Please don't ever stop doing those things you do,
Kevin McElwee
Buffalo, NY
Dear Mr. McElwee, Thank you for taking the time to write with
your comments and compliments, we appreciate it.
Letters and e-mail such as yours puts a "smile" in our day!
Thank you again.
Sincerely,
Tanya R. Howell
SAUDER WOODWORKING
Dear Connecticare,
I'm just writing to tell you how impressed I am with your
company and to say KEEP UP THE GOOD WORK!!!
I think HMOs get a bad rap, and from what I hear of your company,
it would be MORE THAN INAPPROPRIATE to lay the misdeeds of
a few at good corporate feet such as yours. I definitely think
that you are one of the top three HMOs in Connecticut!

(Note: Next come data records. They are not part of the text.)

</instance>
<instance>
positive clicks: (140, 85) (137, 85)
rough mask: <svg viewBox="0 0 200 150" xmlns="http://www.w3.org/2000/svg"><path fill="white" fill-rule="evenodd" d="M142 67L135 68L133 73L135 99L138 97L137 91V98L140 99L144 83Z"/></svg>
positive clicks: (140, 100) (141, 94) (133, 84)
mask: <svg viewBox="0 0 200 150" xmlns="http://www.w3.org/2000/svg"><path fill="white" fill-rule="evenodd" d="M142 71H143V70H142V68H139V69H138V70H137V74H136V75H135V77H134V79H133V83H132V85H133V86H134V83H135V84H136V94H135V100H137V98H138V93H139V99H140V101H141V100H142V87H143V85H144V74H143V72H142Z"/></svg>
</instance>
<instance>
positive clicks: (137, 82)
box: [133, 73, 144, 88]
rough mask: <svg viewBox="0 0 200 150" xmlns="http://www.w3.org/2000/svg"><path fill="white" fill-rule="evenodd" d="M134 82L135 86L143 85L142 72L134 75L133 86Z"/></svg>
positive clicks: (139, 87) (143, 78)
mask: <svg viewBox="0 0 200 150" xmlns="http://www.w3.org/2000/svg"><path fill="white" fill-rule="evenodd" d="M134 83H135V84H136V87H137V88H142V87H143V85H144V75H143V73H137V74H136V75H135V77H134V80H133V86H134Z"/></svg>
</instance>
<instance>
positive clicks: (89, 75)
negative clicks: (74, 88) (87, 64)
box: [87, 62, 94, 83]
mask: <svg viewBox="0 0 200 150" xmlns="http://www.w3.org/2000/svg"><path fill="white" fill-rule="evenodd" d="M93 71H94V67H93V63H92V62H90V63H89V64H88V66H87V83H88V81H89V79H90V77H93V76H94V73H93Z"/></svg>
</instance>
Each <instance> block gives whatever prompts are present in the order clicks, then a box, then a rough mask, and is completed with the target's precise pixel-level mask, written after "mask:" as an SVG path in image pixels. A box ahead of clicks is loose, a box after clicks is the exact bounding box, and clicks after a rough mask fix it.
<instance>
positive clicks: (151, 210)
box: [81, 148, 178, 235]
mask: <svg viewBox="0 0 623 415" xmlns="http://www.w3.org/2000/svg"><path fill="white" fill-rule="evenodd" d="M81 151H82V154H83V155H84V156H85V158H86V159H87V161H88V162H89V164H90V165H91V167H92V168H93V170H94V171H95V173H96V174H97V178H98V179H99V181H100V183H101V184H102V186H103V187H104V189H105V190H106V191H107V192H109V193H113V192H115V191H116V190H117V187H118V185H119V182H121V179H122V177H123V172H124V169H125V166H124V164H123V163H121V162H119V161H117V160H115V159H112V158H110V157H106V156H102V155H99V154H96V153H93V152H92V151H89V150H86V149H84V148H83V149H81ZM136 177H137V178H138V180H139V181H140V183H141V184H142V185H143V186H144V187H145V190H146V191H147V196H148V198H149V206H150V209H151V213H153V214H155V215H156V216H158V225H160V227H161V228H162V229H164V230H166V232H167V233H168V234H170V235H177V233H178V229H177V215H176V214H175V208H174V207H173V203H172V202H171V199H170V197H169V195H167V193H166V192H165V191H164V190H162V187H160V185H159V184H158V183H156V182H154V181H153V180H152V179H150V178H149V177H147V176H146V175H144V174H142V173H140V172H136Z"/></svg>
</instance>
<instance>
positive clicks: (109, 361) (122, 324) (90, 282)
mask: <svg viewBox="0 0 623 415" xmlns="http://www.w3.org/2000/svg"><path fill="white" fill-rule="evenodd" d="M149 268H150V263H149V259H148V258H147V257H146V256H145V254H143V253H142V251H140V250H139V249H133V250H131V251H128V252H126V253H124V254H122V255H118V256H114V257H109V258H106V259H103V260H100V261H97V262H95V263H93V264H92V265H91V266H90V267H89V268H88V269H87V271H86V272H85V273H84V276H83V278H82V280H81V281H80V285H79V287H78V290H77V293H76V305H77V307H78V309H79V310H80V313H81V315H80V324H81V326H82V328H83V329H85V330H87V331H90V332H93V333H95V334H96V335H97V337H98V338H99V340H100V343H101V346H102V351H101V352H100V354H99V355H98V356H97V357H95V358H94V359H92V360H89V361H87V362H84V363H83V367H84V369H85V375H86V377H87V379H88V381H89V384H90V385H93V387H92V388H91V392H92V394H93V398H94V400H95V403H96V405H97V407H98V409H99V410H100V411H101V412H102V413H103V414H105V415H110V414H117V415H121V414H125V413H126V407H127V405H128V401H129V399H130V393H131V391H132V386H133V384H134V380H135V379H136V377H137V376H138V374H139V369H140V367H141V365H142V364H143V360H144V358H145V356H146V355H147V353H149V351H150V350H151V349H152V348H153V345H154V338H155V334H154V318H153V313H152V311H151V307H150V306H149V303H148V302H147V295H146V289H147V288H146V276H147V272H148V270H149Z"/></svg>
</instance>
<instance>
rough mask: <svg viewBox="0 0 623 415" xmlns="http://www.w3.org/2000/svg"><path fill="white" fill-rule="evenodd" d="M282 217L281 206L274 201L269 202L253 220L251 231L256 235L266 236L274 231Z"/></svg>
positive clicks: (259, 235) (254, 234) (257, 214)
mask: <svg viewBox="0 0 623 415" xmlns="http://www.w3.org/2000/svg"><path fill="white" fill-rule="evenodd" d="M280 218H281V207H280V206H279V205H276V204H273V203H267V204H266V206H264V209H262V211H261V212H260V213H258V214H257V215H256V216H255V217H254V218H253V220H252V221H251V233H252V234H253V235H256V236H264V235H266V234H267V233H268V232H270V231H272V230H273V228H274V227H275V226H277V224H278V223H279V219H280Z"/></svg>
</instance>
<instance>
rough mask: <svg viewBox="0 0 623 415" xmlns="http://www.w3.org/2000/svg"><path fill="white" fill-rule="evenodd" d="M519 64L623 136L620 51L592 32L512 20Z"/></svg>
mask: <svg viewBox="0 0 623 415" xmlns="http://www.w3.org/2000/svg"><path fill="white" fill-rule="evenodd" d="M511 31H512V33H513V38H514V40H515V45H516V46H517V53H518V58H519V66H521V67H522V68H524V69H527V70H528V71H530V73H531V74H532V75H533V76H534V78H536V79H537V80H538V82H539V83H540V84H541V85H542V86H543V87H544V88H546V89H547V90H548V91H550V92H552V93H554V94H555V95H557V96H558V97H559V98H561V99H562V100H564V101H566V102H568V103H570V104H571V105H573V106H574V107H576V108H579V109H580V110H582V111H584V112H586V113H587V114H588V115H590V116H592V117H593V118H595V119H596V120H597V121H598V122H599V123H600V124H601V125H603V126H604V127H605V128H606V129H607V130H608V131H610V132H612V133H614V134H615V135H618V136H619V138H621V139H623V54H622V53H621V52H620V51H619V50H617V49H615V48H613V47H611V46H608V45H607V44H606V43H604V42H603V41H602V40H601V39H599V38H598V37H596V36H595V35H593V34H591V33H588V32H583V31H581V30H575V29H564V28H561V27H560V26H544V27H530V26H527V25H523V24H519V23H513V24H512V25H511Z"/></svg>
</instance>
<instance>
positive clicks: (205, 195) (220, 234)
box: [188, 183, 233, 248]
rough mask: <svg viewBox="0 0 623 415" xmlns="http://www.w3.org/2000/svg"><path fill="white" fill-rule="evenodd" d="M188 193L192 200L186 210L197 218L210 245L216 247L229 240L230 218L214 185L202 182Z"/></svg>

I no longer have health insurance, but when I find a way to
get it again, I plan on doing everything I can to make sure
that I am covered by CONNECTICARE!
Thank you!
Matt Taibbi
Danbury, CT
Dear Mr. Taibbi:
Thank you for your recent positive feedback. ConnectiCare
continually strives toward service excellence and a level
of commitment to our Members that sets us apart from other
health plans. We are particularly pleased to know when we've
achieved that goal.
Please let us know if there is any way to be of further assistance.
We can be reached via email through our website at www.connecticare.com
or by calling toll-free 1-800-251-7722.